Des négociations à couteaux tirés
Le téléphone rouge crépite entre Washington et Séoul. Alors que le sablier des surtaxes se vide, les diplomates coréens proposent un « accord global » pour éviter d’être happés par la lame de 25 % sur l’acier et l’aluminium. Les Américains, sourire californien en façade, aiguillonnent pourtant pour un pacte rapide : dans l’ombre des négos, Detroit rêve déjà de muscler ses pick-ups sans concurrence asiatique. Impossible de ne pas penser à la saga NAFTA des années 1990 : même suspense, même cocktail de lobbyistes, mais sur fond d’avions taxis électriques et de semi-conducteurs plus rares que les vinyles originaux de Daft Punk. Difficile de croire à une issue douce : un compromis retarderait la douleur plutôt qu’il ne la guérirait. Pendant ce temps, Bruxelles surveille la partie comme un voisin curieux au-dessus de la haie : si Séoul obtient une dérogation, Paris et Berlin exigeront la même caresse tarifaire.
Le grand plongeon dans les abysses
En signant l’ouverture des grands fonds à l’extraction minière, Donald Trump rompt avec la doctrine onusienne selon laquelle les océans sont « patrimoine commun de l’humanité ». Que dirait Cousteau en voyant les nodules polymétalliques devenir des jetons de casino géostrategique ? Les pro-mines y voient le Graal pour sécuriser nickel et cobalt, indispensables aux batteries qui font vibrer les Tesla aussi bien que les longboards électriques. Les ONG, elles, alertent sur la destruction d’écosystèmes encore plus mystérieux que les théories de Kubrick. Le Clarion-Clipperton Zone pourrait devenir le Far West du XXIᵉ siècle : à la place de John Wayne, des robots télé-opérés et des hedge funds dopés à la caféine. La bataille ne fait que commencer ; le sabre juridique de l’Autorité internationale des fonds marins vibre déjà dans son fourreau.

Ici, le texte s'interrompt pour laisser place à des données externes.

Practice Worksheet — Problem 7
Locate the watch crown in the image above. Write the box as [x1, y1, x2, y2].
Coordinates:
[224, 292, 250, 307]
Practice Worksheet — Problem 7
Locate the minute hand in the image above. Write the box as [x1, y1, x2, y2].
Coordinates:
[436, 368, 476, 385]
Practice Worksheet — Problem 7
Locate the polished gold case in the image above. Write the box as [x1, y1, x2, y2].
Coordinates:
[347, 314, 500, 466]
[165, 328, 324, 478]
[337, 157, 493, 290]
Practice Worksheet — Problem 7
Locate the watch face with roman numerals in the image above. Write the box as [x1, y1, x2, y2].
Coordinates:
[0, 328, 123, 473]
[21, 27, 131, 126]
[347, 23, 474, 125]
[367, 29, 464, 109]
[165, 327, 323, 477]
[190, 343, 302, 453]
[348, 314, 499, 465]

Bleu business en France : baromètre morose
Pendant que les géants s’affrontent, l’Hexagone ressasse ses propres états d’âme. L’indice de climat des affaires reflue à 96, signe qu’une partie du tissu entrepreneurial garde la mine aussi grise qu’un ciel breton en novembre. Paradoxe : l’industrie et les services remontent timidement la pente, mais le bâtiment piétine, victime d’une hausse des taux qui refroidit bétonniers et promoteurs. Dans les cafés du 11ᵉ arrondissement, les jeunes freelances SEO – oui, ceux qui parlent davantage de backlinks que de Baudelaire – guettent les commandes comme des Parisiens les premiers rayons de mai. Les données de l’Insee rappellent un refrain connu : sans perspectives de marges, pas de frénésie d’embauches. Or la génération Z réclame sens, équité et télétravail de Helsinki à Biarritz. L’entreprise française devra conjuguer compta d’épicier et audace de graffeur pour séduire ces talents nomades.
Safran : ascension en plein orage
Au milieu du tumulte, Safran s’offre un looping de haute voltige : +13,9 % de croissance organique, un moteur LEAP qui ronronne, et un management qui jure atténuer « l’impact économique des droits de douane ». À l’image de Top Gun : Maverick, le motoriste français prouve qu’on peut ressusciter de vieilles gloires – ici l’aviation civile – en y injectant efficacité énergétique et IA prédictive. Les analystes applaudissent, les marchés sifflent de plaisir : action en hausse de 2,4 % à l’ouverture, façon standing ovation à Cannes. Reste un défi : si la guerre tarifaire s’intensifie, le joint-venture CFM International aura besoin d’autant de diplomatie que de titane. Les carnets de commandes d’Airbus A320neo et de Boeing 737 MAX ne supporteraient pas une querelle aux allures de Clash des Titans.
Ici, pas de rideau ; seulement l’invitation à ne pas laisser les dés du commerce international retomber toujours du même côté. Les jeunes pousses, les ingénieurs rêveurs, les créatifs branchés savent que l’avenir appartient à ceux qui osent bousculer les règles – quitte à plonger en eaux profondes ou à réécrire le tarif douanier comme on samplait le punk dans le hip-hop des années 1980. C’est le moment de choisir : subir la tempête ou tenir la barre.